Here is how the ACA has affected Georgia:
- Young adults up to age 26 can now remain on their parent’s health plans. As of December 2011, 123,000 young adults in Georgia gained insurance coverage as a result the health care law.
- Prescription drug coverage for Medicare beneficiaries is now more affordable through the gradual closing of the “donut hole.” In Georgia, people with Medicare saved over $161.9 million on prescription drugs since the law’s enactment. In 2012 alone, 99,057 individuals in Georgia saved over $72.5 million, or an average of $732 per beneficiary.
- Preventive services are now available with no cost sharing for services such as colonoscopy screening for colon cancer, Pap smears and mammograms for women, well-child visits, and flu shots for all children and adults. In 2011 and 2012, 71 million Americans with private health insurance gained preventive service coverage with no cost-sharing, including 2,202,000 in Georgia.

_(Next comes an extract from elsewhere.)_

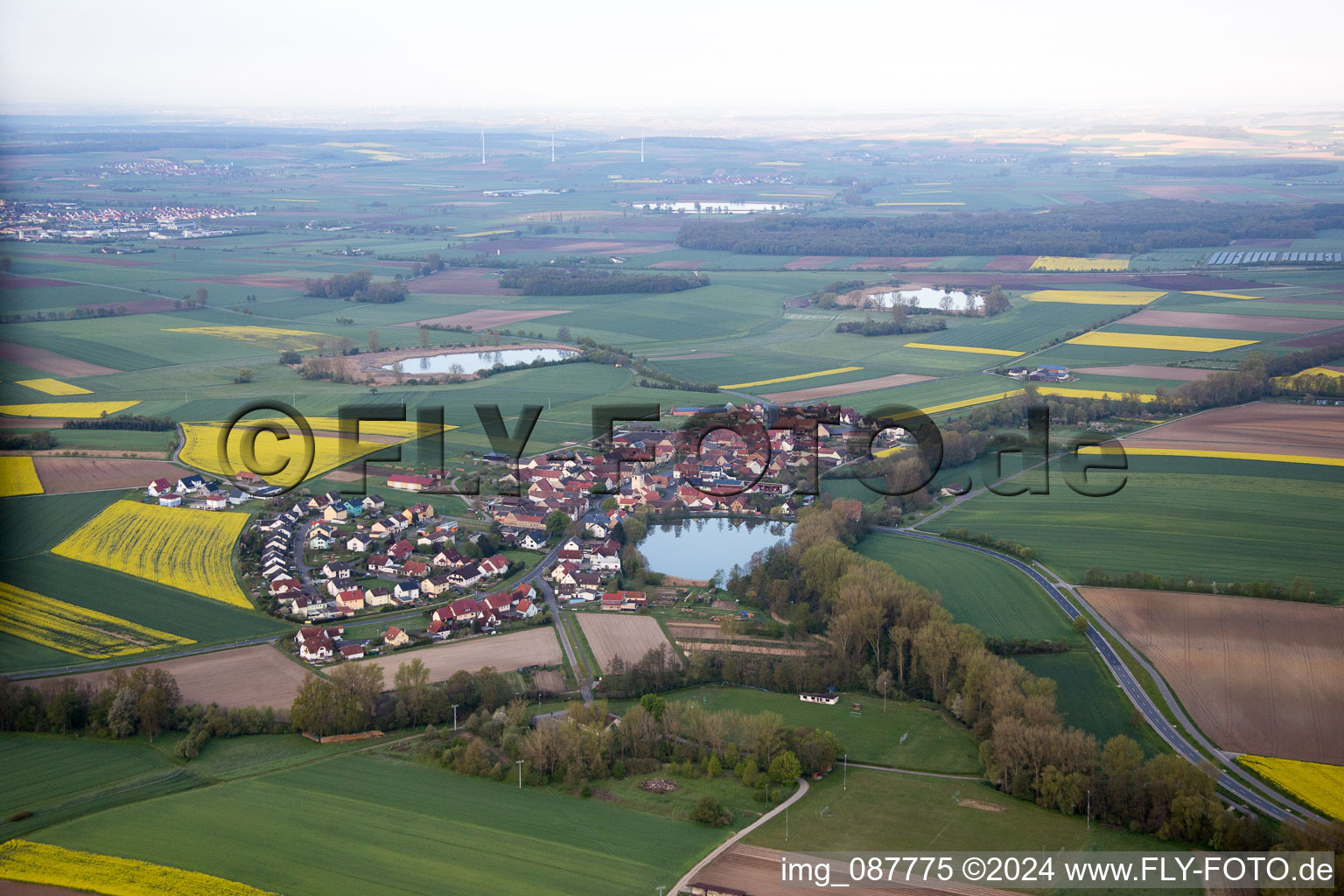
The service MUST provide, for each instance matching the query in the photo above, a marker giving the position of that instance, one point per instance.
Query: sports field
(933, 742)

- Medical loss ratio ensures that insurance companies must provide consumers greater value by spending generally at least 80 percent of premium dollars on health care and quality improvements instead of overhead, executive salaries or marketing. If they don’t, they must provide consumers a rebate or reduce premiums. This means that 243,813 Georgia residents with private insurance coverage will benefit from $19,764,771 in rebates from insurance companies this year, for an average rebate of $134 per family covered by a policy.
To learn more about how the ACA has affected Georgia and its citizens, click here. As we get closer to 2014 the focus will turn to the health insurance marketplace, or exchange, and how individuals who are currently uninsured can access new health care options. Georgians for a Healthy Future will continue to monitor the implementation of the ACA and ensure that health care consumers are able to take advantage of the provisions of the law that most affect them.